Shekau's published demands include full implementation of Sharia or Islamic law in the north and a release of Boko Haram prisoners, things to which the government is unlikely to agree.

"That type of amnesty deal doesn't seem like it's even close to happening," said Jacob Zenn of the Washington-based Jamestown Foundation. "And it doesn't even seem like the religious figures are willing to implement the greater Sharia that he wants."

He suggested it might take until the next election in 2015, in which if a Muslim northerner became president, it could address some of the militants' political grievances.

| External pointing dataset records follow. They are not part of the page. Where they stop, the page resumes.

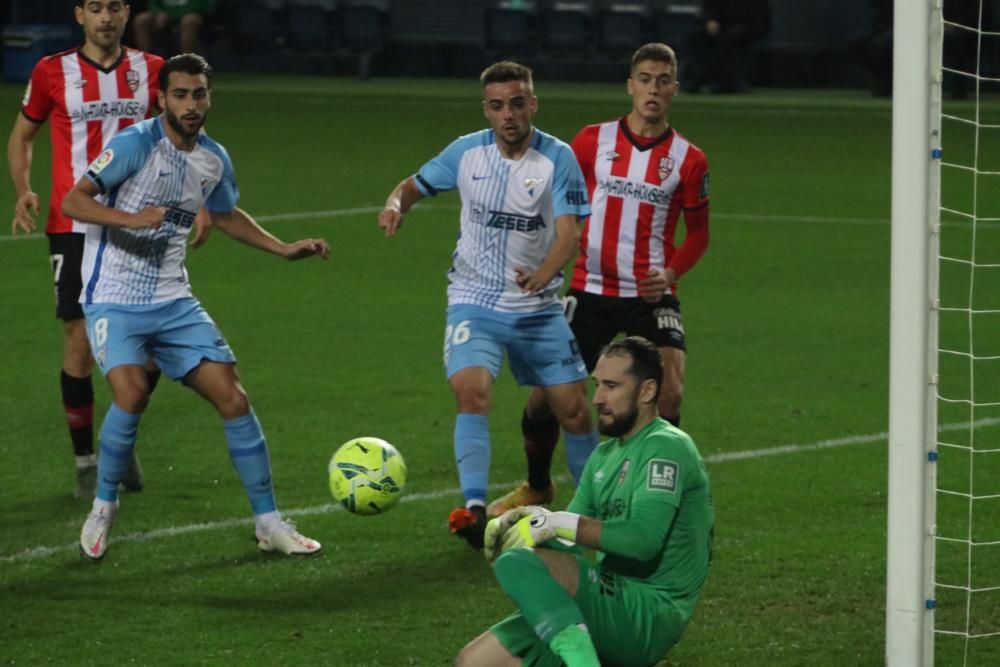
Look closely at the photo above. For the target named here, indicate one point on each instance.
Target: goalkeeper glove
(539, 528)
(497, 528)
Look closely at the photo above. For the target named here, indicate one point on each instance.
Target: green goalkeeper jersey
(652, 494)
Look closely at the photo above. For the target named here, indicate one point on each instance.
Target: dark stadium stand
(815, 43)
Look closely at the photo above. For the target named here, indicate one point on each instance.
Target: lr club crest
(132, 80)
(666, 168)
(662, 476)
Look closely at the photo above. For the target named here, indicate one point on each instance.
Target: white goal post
(916, 113)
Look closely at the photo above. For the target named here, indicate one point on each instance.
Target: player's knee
(472, 400)
(234, 404)
(511, 562)
(77, 360)
(132, 397)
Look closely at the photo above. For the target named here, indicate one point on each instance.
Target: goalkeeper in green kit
(643, 504)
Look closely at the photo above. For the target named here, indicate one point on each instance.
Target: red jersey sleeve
(155, 64)
(694, 202)
(37, 104)
(584, 146)
(585, 149)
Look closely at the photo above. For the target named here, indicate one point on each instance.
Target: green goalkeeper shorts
(630, 623)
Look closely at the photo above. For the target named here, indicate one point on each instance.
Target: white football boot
(96, 531)
(281, 536)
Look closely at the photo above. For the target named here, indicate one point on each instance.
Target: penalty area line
(37, 553)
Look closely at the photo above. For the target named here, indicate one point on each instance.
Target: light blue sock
(472, 452)
(248, 451)
(117, 443)
(578, 449)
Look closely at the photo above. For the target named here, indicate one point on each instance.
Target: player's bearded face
(616, 398)
(186, 103)
(510, 107)
(616, 424)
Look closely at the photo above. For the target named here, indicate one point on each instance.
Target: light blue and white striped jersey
(508, 215)
(140, 167)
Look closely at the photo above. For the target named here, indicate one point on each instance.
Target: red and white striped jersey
(87, 105)
(638, 187)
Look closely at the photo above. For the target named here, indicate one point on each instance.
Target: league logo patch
(666, 168)
(662, 476)
(132, 80)
(102, 161)
(624, 471)
(531, 183)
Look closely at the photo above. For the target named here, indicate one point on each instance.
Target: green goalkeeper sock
(544, 603)
(574, 646)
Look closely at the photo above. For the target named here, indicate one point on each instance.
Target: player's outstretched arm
(239, 225)
(399, 201)
(81, 204)
(202, 228)
(19, 146)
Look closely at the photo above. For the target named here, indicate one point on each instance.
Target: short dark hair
(655, 51)
(81, 3)
(504, 71)
(647, 364)
(188, 63)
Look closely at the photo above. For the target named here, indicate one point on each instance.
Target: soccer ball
(367, 476)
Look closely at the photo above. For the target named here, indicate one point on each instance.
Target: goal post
(916, 100)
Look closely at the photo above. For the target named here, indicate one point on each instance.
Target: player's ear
(647, 391)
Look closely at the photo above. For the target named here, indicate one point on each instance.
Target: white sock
(267, 521)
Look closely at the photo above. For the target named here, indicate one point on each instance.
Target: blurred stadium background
(819, 43)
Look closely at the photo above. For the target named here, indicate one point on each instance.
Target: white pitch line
(722, 457)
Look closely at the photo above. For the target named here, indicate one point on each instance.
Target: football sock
(574, 645)
(78, 404)
(117, 443)
(248, 452)
(152, 379)
(267, 522)
(546, 605)
(540, 439)
(579, 447)
(472, 453)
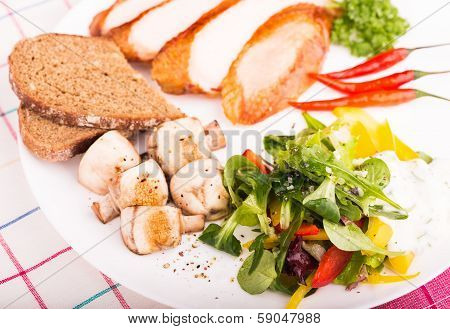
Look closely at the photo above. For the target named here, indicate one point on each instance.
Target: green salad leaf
(261, 278)
(351, 238)
(377, 172)
(286, 238)
(323, 201)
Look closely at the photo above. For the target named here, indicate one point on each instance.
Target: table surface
(38, 269)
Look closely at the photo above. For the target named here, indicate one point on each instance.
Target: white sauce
(162, 24)
(126, 11)
(424, 191)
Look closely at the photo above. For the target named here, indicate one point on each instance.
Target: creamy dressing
(424, 191)
(126, 11)
(219, 43)
(160, 25)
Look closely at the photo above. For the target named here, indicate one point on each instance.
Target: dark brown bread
(85, 82)
(54, 142)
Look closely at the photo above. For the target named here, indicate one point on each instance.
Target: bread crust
(170, 68)
(243, 110)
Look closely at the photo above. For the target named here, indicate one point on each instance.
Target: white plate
(422, 123)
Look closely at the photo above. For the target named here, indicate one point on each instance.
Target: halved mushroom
(150, 229)
(110, 155)
(197, 189)
(176, 143)
(142, 185)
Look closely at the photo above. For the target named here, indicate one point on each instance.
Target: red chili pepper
(371, 98)
(307, 229)
(257, 161)
(331, 265)
(389, 82)
(378, 63)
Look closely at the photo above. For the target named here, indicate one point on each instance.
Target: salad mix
(315, 208)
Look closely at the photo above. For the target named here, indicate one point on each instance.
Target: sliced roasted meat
(142, 38)
(176, 143)
(202, 58)
(121, 12)
(143, 185)
(197, 189)
(275, 65)
(150, 229)
(170, 68)
(110, 155)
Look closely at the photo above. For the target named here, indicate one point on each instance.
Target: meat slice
(275, 65)
(121, 12)
(170, 68)
(142, 38)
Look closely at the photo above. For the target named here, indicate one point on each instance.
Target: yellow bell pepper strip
(375, 137)
(364, 146)
(322, 235)
(401, 263)
(300, 293)
(380, 279)
(275, 211)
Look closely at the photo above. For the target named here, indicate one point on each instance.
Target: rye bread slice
(85, 82)
(53, 142)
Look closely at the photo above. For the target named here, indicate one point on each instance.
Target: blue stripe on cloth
(97, 295)
(26, 7)
(8, 112)
(15, 220)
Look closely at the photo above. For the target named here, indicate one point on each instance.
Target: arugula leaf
(425, 157)
(286, 238)
(234, 164)
(323, 201)
(351, 238)
(351, 271)
(276, 144)
(377, 172)
(261, 278)
(374, 261)
(258, 247)
(284, 283)
(316, 159)
(312, 122)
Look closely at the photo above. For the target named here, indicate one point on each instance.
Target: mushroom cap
(110, 155)
(177, 143)
(197, 189)
(149, 229)
(142, 185)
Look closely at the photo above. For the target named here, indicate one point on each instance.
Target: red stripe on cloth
(427, 296)
(36, 266)
(24, 276)
(116, 291)
(8, 124)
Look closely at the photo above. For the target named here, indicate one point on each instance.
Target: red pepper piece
(371, 98)
(377, 63)
(333, 262)
(257, 161)
(307, 229)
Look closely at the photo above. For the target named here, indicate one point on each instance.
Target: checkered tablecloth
(37, 267)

Security sources believe Shekau's faction is the most hardline, but there may be others even more extreme, including smaller cells with links with global jihadists like al-Qaeda's north African wing, currently spread over the Sahara.

Boko Haram militants periodically turn up in Mali and Niger -- sometimes after being pushed out of Nigeria by the army -- then return home with more sophisticated bomb-making technology.

That underlines another of the crackdown's unintended effects, Zenn says: the militants are spreading over a wider geographical area, across the center, east, northwest, and in neighboring nations, facilitating their split into factions.

Despite Shekau's so far undisputed claim to lead it, Campbell says Boko Haram has become "extremely diffuse, highly uncoordinated, not at all centrally controlled."

This makes ending the insurgency by political means -- as the government claims to be trying to do via 'back channels' -- hugely complicated. And the more military pressure breaks them up into smaller groups, the more complicated it will get.

"Boko Haram is behaving like an amoeba," Sani said. "Slice it up and you just get more of them."